Military relief organizations bracing for surge in requests from coronavirus

Aid entities say they expect military families will start applying for help now that financial realities are setting in.

The main sources of emergency relief funding for service members and their families are expecting a surge of requests in response to COVID-19.

Organizations like Army Emergency Relief, the Air Force Aid Society, Coast Guard Mutual Assistance and the Navy-Marine Corps Relief Society — all of which rely on donations to serve troops — say they have provided assistance to some military families in response to the disease; however, they expect the worst to come.

“With bills coming due I think we will start to see a cycle of folks realizing exactly what they’re going to need,” John Hopper, CEO of the Air Force Aid Society, said Tuesday during a virtual panel hosted by Blue Star Families and the Association of Defense Communities. “The relatively low demand you see for support in the beginning is sort of typical of disasters in that folks can’t assess and understand what they need in the midst of the badness going on.”

The relief organizations are providing assistance in response to COVID-19 in the form of loans and grants for childcare, housing, food, funeral expenses, lost wages and other issues.

Coast Guard Mutual Assistance CEO Cari Thomas said her organization has so far provided support for about 95 members of the Coast Guard, providing more than $200,000.

“We’re prepared for the long haul in whatever assistance may be needed as long as will be necessary,” Thomas said.

Army Emergency Relief (AER) has helped almost 60 soldiers and families in about $100,000 of aid regarding the coronavirus crisis.

“What we’re seeing the demand for is the Defense Department’s stop move order as well as loss of spouse pay — that second income,” said Ray Mason, AER director. “We think that’s going to grow once people kind of figure out where they are when the bills start coming in and we’re preparing for that right now.”

AER also started additional support for National Guard and Reserve members who are not called up under title 10 and have left their jobs to deploy, but are not getting the pay and benefits they need.

The Navy-Marine Corps Relief Society has provided the most relief so far, offering $217,000 to more than 300 active duty, retirees, reservist, retirees and family members.

The organizations are making it easier for service members to access loan applications by putting resources online.

Emergency relief organizations can only provide loans up to certain amounts. For example, AER’s quick loan option only provides $2,000.

Last week, a group of bipartisan lawmakers called on DoD to find more relief options or to increase the caps on relief loans during the military stop move order.

A letter to Defense Secretary Mark Esper asks DoD to issue “guidance and resources needed to ensure care and support to every military member and family adversely affected by this order.”

The letter goes on to say, “We strongly urge you to issue guidance allowing commanders to use the greatest possible breadth of relief options for these families and to further empower commanders to coordinate with traditional and non-traditional partners that may rapidly address the needs of these families.”

Those include commands, military family support organizations, charities, non-profits, state and local governments, community support efforts and all available relief funds.

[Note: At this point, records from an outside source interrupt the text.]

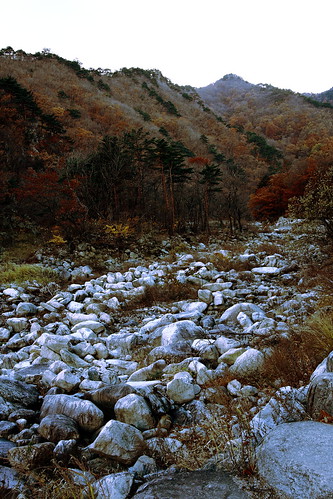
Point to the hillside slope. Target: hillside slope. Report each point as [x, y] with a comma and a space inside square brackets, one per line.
[146, 147]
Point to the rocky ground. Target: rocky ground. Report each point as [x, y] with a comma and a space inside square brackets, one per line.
[124, 383]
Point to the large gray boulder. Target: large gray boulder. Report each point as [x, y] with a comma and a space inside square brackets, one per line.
[115, 486]
[133, 409]
[119, 441]
[320, 396]
[194, 484]
[296, 460]
[85, 413]
[29, 457]
[18, 392]
[181, 331]
[57, 427]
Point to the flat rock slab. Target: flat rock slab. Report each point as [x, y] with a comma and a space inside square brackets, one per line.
[266, 270]
[18, 392]
[193, 484]
[296, 460]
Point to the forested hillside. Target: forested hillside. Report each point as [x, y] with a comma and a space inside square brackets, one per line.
[88, 147]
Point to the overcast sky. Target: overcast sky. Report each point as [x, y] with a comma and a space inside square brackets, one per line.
[287, 43]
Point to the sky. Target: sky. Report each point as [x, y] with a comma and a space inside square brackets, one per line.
[286, 43]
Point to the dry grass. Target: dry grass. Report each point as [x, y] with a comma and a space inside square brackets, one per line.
[171, 291]
[268, 248]
[295, 358]
[226, 263]
[11, 273]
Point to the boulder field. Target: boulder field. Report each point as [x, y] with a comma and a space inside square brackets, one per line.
[167, 399]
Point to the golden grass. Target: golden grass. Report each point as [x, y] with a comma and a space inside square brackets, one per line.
[12, 273]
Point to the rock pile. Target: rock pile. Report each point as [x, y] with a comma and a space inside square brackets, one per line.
[81, 378]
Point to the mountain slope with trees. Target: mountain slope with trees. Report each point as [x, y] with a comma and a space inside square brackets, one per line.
[81, 146]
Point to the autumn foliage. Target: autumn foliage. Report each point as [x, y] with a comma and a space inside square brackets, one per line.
[80, 145]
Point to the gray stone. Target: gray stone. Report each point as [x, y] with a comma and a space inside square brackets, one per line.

The lawmakers say the grants and loans afforded to military families through the service relief funds are not enough to help families in this situation.

“Under current policy, Army families are limited to a maximum of $1,500 to offset their expenses while they wait to PCS,” the letter states. “Given the scope of the problem, we are concerned about the limited capacity installation commanders and organizations like the Airmen and Family Readiness Centers have to address these claims. This unparalleled order issued to save lives has led to an unparalleled need for assistance, critically straining the staff and resources available and inevitably resulting in long delays before relief reaches military families.”